Beam tests

AMS is of course very complicated, and no one can really anticipate every detail of how it will respond to particles. Our computer models can predict the physical reactions of detector materials (ionization, voltages, currents, photons); how those reactions will be registered by the electronics; how the digital data will be assembled by the computer software. Lots of numerical nuances are lost in all of these simulations. However, if we do not master the details of these detector responses, we'll never be able to interpret our particle data.
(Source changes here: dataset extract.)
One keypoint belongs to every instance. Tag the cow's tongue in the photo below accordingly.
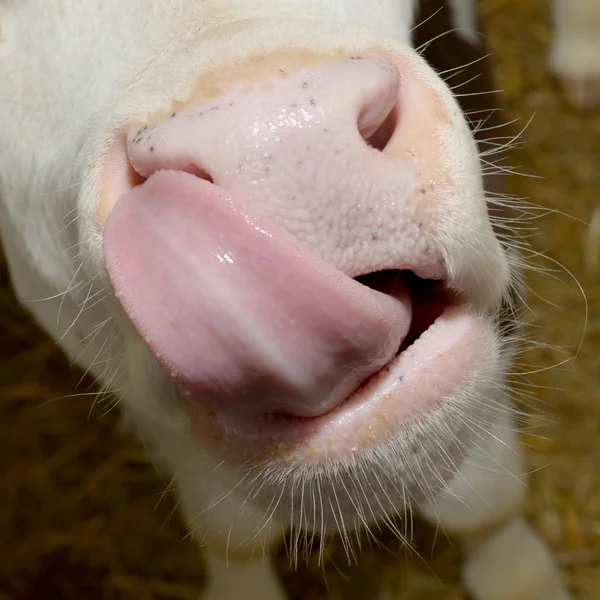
(241, 315)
The only way to really trust your detector is to test it. AMS will be laid on its side in particle accelerator beams from CERN's Super Proton Synchrotron, and GSI's ion accelerators. The detector, working as a coherent whole just like it will in space, will attempt to detect all of these particles. We look at the data and figure out what is going right and what is wrong. If we stick AMS in a proton beam, and it thinks it's seeing helium nuclei, then we know that our calibrations are off. If you shoot 50 GeV/c^2 protons and the detector thinks they are at 40 GeV/c^2, then your magnet/tracker is making mistakes. (Those are exaggerated examples, of course; what we will actually do, is fine-tune a handful of numerical parameters that describe the detector. These parameters go back into the computer simulations, and we adjust the simulations until they correctly describe the beam data.)